You can’t assume people will want what you sell. Market research, feasibility studies, and focus group testing help to challenge your hypotheses. If you’re wrong about the market, it is absolutely crucial to find this out ASAP. If you’re on the right path, this data can also help tremendously in securing funding by demonstrating real demand for your product.
“The greatest tragedy of mankind is people holding on to wrong opinions… ” — Ray Dalio
So how do we get this right? Let’s start off by taking a look at a prime example of how to get it wrong by ignoring market need.
Case Study: Zune’d For Failure
Microsoft launched the Zune in 2006, the Zune HD in 2009, and by 2011 the brand was discontinued. Zune was launched as a direct competitor to Apple’s iPod. Despite the aggressive marketing efforts by Microsoft, it had little success. The problem with Zune was that it offered nothing new to customers. Apple was already miles ahead of Zune in terms of technology, and there was no need for an alternative MP3 player. The iPod was first to market and Zune was never able to convince consumers to make a switch.
Lack of market killed Zune, and Microsoft failed to anticipate this due to a lack of market research.
Don’t let this good-looking stud fool you — Microsoft is not cool or trendy. These two words are generally reserved to describe Apple. Thus, their marketing efforts were focused on people who didn’t identify with the iPod. However, at this time most consumers either had the iPod or wanted the iPod. Microsoft was left with a rather small pool of potential customers. Not so good.
All in all, market research wouldn’t have turned the Zune into an overnight success, but it could have revealed the Zune’s likely failure. Microsoft might’ve avoided wasting time and money, or at least have produced a product people wanted.
Now let’s look at a company whose market research paid off enormously.
Case Study: Finger-Lickin’ Good Market Research
Kentucky Fried Chicken, more affectionately known as KFC, found its biggest market quite a ways from home — China. After opening the first store in 1987, and now with more than 5,600 locations and $5 billion in revenue in 2017, it has been warmly embraced by the country’s new generation. Fun fact: no other foreign fast-food chain enjoys this kind of success. KFC grabbed an 11.6 percent share while McDonald holds only 5.6 percent. The key to KFC’s success? Quite literally, it’s menu!

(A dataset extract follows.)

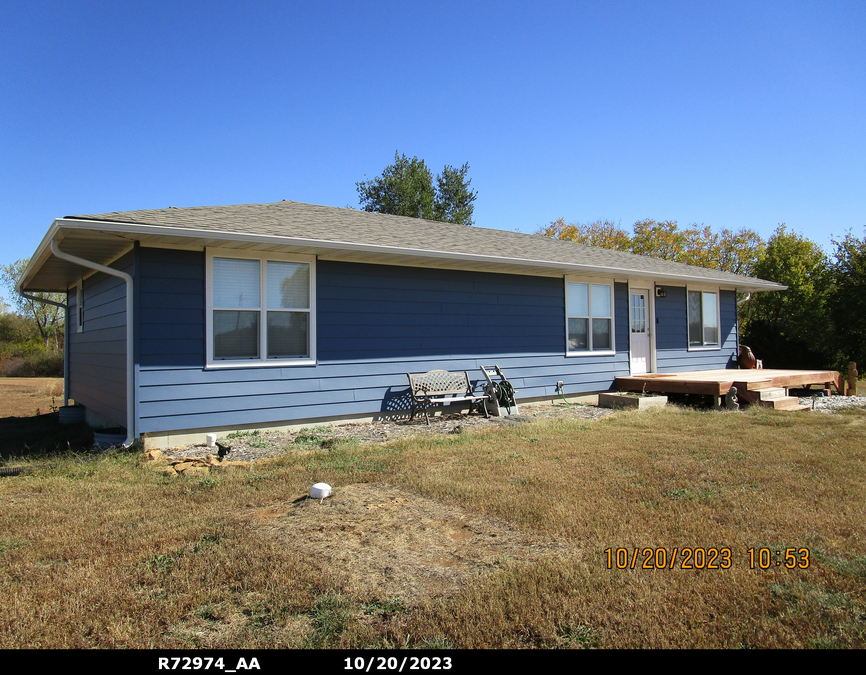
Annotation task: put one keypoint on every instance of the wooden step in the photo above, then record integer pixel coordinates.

Just like this guy, KFC knows what’s up. Before entering China, KFC knew their traditional menu loved by so many in the United States wouldn’t work at all in the new territory. So a complete overhaul was initiated, creating a menu unlike anything in the US. Options such as shrimp sandwiches, matcha ice cream, congee, and soy sauce wings allow KFC China to cater to the new audience’s tastes and preferences. In a country where others were struggling to find decent footing, KFC trumped them all, thanks to a deep understanding of the market need.